I'm in Brighton again so I'm giving it another chance. Maybe this time it can make me indie. I haven't gone out yet though: I arrived last night, and all I've done so far is watch The Inbetweeners top 10 moments. I've realised that The Inbetweeners is probably the funniest thing I've ever seen in my life.The top 10 moments program was good, but ruined by the appearance of terrible celebrities voicing their uninteresting opinions on characters and scenes. Two girls from The Saturdays occasionally chipped in and tried to be funny, but they failed because they are women. Some ridiculous chavs from Geordie Shore said some things but the accents prevented me from understanding, which was probably best. Their fatness and orangeness succeeded in offending me though.
They also had Amy Childs on there. Before, I'd only ever seen her in photographs in magazines or online. She seemed like a standard reality show failure of a human, fitting in brilliantly with the general ambience of The Only Way is Essex.
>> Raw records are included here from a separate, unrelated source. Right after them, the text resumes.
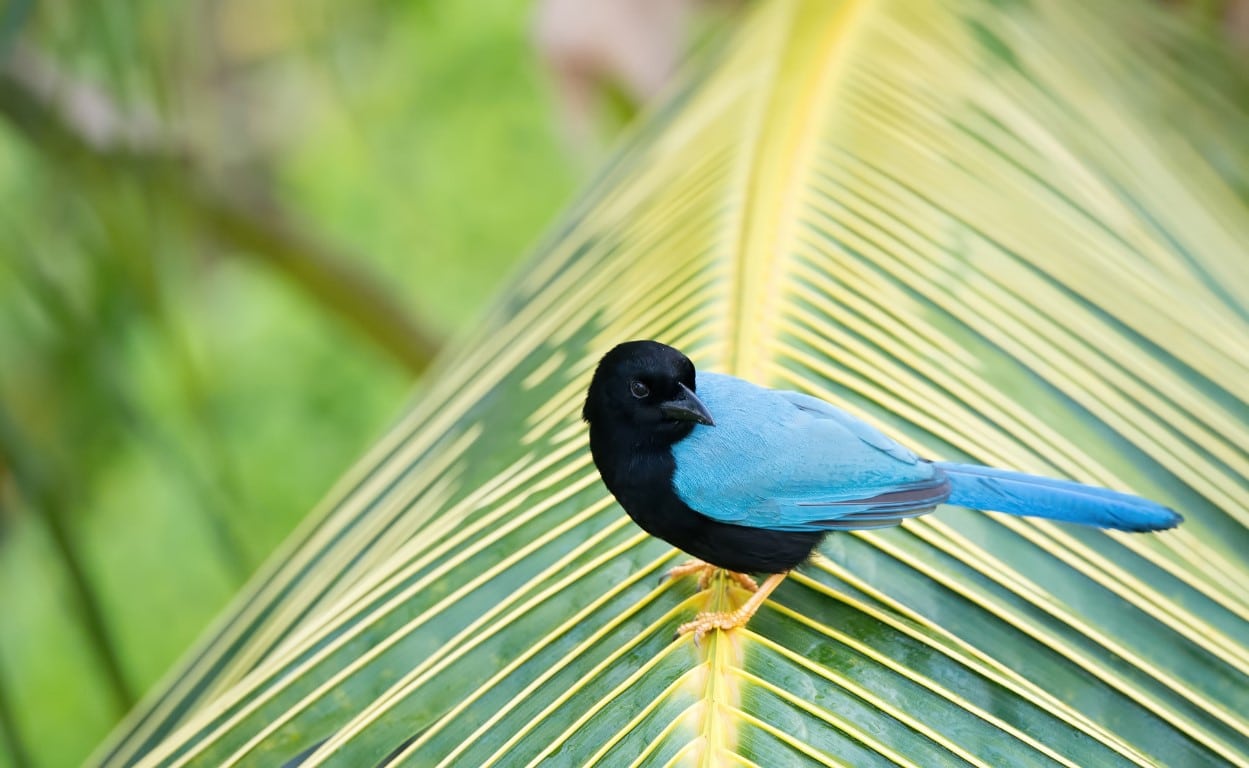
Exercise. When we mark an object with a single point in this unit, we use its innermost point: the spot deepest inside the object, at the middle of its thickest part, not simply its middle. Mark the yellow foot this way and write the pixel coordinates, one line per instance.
(731, 620)
(706, 571)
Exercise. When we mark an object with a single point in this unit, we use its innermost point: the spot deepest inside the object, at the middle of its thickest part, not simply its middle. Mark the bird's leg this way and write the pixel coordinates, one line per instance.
(731, 620)
(706, 571)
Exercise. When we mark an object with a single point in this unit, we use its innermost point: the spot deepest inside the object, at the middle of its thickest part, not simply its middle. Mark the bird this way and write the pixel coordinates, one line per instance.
(750, 480)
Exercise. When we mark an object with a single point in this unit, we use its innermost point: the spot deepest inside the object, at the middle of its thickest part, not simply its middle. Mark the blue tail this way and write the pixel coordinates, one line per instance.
(1018, 493)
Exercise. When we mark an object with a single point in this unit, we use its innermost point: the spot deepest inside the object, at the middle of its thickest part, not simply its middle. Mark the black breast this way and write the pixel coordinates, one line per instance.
(641, 481)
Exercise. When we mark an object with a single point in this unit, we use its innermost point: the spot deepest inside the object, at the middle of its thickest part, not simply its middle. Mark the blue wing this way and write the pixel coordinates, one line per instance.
(792, 462)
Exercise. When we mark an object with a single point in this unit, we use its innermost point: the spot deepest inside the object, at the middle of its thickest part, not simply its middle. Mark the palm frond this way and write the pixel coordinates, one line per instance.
(1006, 231)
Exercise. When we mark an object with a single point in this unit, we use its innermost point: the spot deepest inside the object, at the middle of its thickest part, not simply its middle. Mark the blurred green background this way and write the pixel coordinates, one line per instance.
(232, 232)
(209, 212)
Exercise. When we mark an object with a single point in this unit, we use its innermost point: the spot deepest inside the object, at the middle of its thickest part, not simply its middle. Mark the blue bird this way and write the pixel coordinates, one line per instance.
(751, 480)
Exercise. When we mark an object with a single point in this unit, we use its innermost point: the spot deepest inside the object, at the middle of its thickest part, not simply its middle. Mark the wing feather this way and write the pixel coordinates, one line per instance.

I've never had the misfortune to actually see the show, except when I went to visit my gran at a nursing home and it seemed to be permanently on TV (the old people didn't mind or realise because they were slumped and hardly alive). So I hadn't quite realised the extent of human stupidity.
After watching her on this Inbetweeners thing, I look at the world with new, less hopeful eyes. The general format of her comments was this: describe the scene, say what she would be like if it happened to her, make some vacuous exclamations, repeat herself a few times, and finish with more exclamations. To her credit, she managed all this with a vocabulary of about 4 words, one of which was 'like'. Everything she said was the opposite of funny, but I couldn't even laugh at this fact because like the Geordie girls, she too was orange. I'm not even sure if she knew The Inbetweeners wasn't real. I don't think she knew what it was or why she was there. And one of the hairs of her fringe had come loose, infuriatingly.